Abstraction
faite des réserves émises sur les amendements
de l'article 76 de la Constitution et sur la
loi électorale, l'ouverture des candidatures
pour le poste de président de la République
doit être une occasion pour rappeler au gouvernement
qu'on est en train, au cours de cette période,
de mettre les bases d'une phase inédite de notre
histoire. Une période différente de celles pendant
lesquelles le processus électoral était géré
d'une manière antidémocratique, le seul souci
étant de porter vainqueur un seul candidat et
un seul parti. Ceci est élémentaire si l'on
souhaite que notre expérience démocratique aboutisse.

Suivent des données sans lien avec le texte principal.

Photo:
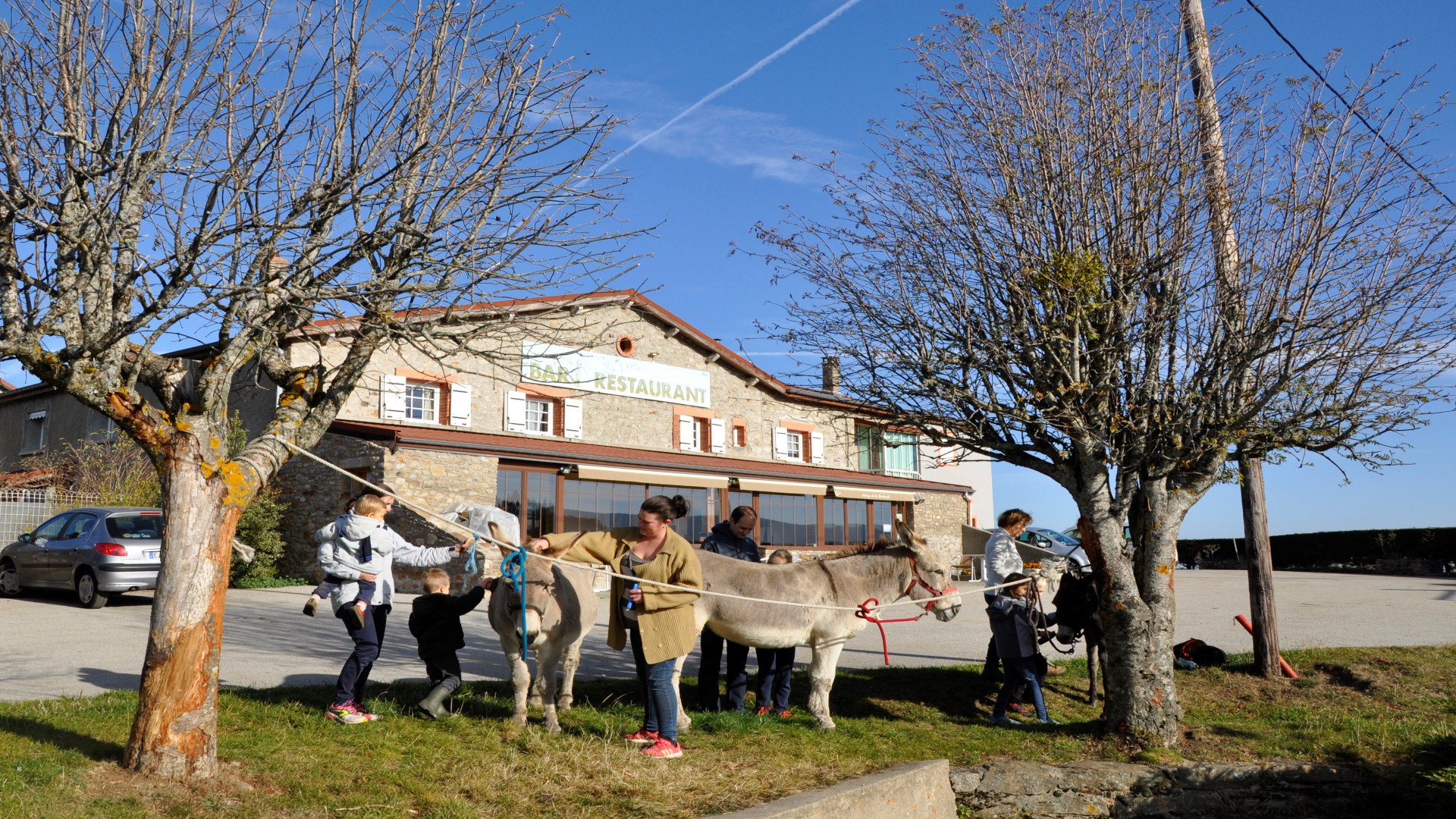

Certaines parties ont pris
le soin de nous rappeler les dix commandements
que toute personne souhaitant présenter sa candidature
doit suivre. Comme par exemple la nécessité
qu'elle prenne son temps afin de réfléchir si
elle est vraiment capable ou si elle en a les
moyens. Un tel conseil aurait été valable si
la vie politique et partisane en Egypte n'a
pas connu plus d'un demi-siècle de stagnation,
de pratiques antidémocratiques, au cours duquel
on se souciait peu de ces conseils.
Il aurait mieux valu à l'heure
actuelle de faire d'autres recommandations plus
adaptées à cette nouvelle phase de l'action
politique. Comme par exemple de conseiller au
gouvernement de s'engager à maintenir la neutralité,
de répondre favorablement aux demandes des magistrats
et de permettre à tous les candidats d'avoir
accès aux médias d'une manière équitable.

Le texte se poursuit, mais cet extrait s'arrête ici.